Xiao Zhen Chen v. United States Attorney General

SUMMARY ORDER

Xiao Zhen Chen, through counsel, petitions for review of the BIA decision sum*83marily affirming the decision of Immigration Judge (“IJ”) Barbara Nelson denying his application for asylum, withholding of removal, and relief under the Convention Against Torture (“CAT”). We assume the parties’ familiarity with the underlying facts and procedural history of the case. The Government moves for remand, and in the alternative, extension of time to file its brief.

Where, as here, the BIA affirms the IJ’s decision in all respects but one, this Court reviews the IJ’s decision as modified by the BIA decision, i.e., “minus the single argument for denying relief that was rejected by the BIA.” Xue Hong Yang v. U.S. Dep’t of Justice, 426 F.3d 520, 522 (2d Cir.2005). Chen argues that the BIA violated his right to due process by affirming the IJ’s decision where the IJ (1) improperly excluded from consideration Chen’s submitted baggage and airline tickets that bear directly on the one-year issue; and (2) improperly relied on country condition material that was never admitted into evidence nor properly cited or referenced for the purposes of judicial review or appeal.

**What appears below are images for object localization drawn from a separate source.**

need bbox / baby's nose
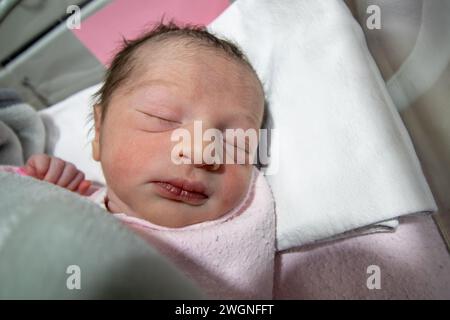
[172,120,223,171]
[191,132,223,171]
[193,162,221,171]
[176,141,222,171]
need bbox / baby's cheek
[100,139,137,188]
[102,130,169,184]
[218,167,252,211]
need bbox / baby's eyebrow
[127,79,180,94]
[227,112,261,128]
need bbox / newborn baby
[9,23,275,298]
[27,23,265,228]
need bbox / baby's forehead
[136,37,253,74]
[131,39,262,93]
[121,37,265,123]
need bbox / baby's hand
[24,154,91,195]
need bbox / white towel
[208,0,437,250]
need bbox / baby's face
[93,44,264,227]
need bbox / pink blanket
[114,168,276,299]
[274,215,450,299]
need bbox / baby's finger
[55,162,79,187]
[77,180,92,195]
[25,154,51,179]
[66,171,85,191]
[43,157,65,184]
[23,164,37,177]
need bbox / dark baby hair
[92,21,265,122]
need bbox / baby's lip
[151,178,209,205]
[166,178,208,195]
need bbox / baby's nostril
[193,162,220,171]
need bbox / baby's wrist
[15,167,29,176]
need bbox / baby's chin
[126,196,234,228]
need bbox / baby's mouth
[152,179,209,205]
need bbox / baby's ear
[92,104,102,162]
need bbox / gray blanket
[0,172,203,299]
[0,88,45,165]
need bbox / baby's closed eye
[223,138,250,154]
[134,109,181,132]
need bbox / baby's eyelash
[155,116,174,124]
[135,109,181,133]
[136,109,180,124]
[223,138,250,154]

The IJ determined, and the BIA agreed, that Chen failed to show by clear and convincing evidence that he filed his asylum application within one year of his arrival in the United States. Title 8, Section 1158(a)(3) of the United States Code provides that no court shall have jurisdiction to review the agency’s finding that an asylum application was untimely under 8 U.S.C. § 1158(a)(2)(B), or its finding of neither changed nor extraordinary circumstances excusing the untimeliness under 8 U.S.C. § 1158(a)(2)(D). However, this Court retains jurisdiction to review constitutional claims and matters of statutory construction under 8 U.S.C. § 1252(a)(2)(D). See Xiao Ji Chen v. U.S. Dept. of Justice, 434 F.3d 144, 152 (2d Cir.2006). Chen argues that the IJ violated his right to due process by failing to adequately consider a passenger ticket and baggage check issued by Gulf Air in May 2001 and an airline ticket issued by China Eastern Airlines issued in August 2001, each of which falls within one year of the Chen’s filing of his asylum application in March 2002. Mere evidentiary errors that do not affect the fundamental fairness of the proceedings do not implicate due process. We perceive no such errors.

In determining that Chen did not establish that his asylum application was timely, the IJ stated:

[Chen] has offered only photocopies of certain documents relating to the one year issue. He has offered a photocopy of a ticket from Gulf Air. It’s relevance doesn’t seem to be substantial as this was issued in May and doesn’t seem to relate to [Chen’s] trip to the United States. He [ ] also offered a photocopy of a ticket from Eastern China Airlines from August of 2001. [Chen] has not offered the ticket that he used to fly from Shanghai to the United States though he indicates that he flew from Shanghai to Los Angeles on Eastern China Airlines.

The IJ explicitly discussed both pieces of evidence specified by Chen; the record thus indicates that she adequately considered these documents. Chen contends that the IJ mischaracterized the Gulf Air ticket submission as a photocopy as opposed to an original. However, as the IJ’s finding with respect to this ticket related to its relevance and not its weight, and the fact that she erroneously viewed it as a photocopy was inconsequential to her decision.

Since the agency did not violate Chen’s right to due process, and this Court does *84not have jurisdiction to review the merits of the agency’s finding that Chen’s application was untimely. 8 U.S.C. § 1158(a)(3) (2005); Xiao Ji Chen, 434 F.3d at 155. The IJ’s denial of asylum based on the one-year bar stands, and an analysis of whether the IJ denied Chen due process by failing to put in evidence or take adequate administrative notice of Chinese country condition materials in making her alternative finding on his asylum claim is unnecessary.

Because Chen failed to address the IJ’s denial of withholding of removal and relief under the CAT, he has waived any challenge to those findings. Yueqing Zhang v. Gonzales, 426 F.3d 540, 546 n. 7 (2d Cir. 2005).

For the foregoing reasons, the petition for review is DENIED. Accordingly, the government’s motion for remand and for extension of time is also DENIED as moot. Having completed our review, any stay of removal that the Court previously granted in this petition is VACATED, and any pending motion for a stay of removal in this petition is DENIED as moot. Any pending request for oral argument in this petition is DENIED in accordance with Federal Rule of Appellate Procedure 34(a)(2), and Second Circuit Local Rule 34(d)(1).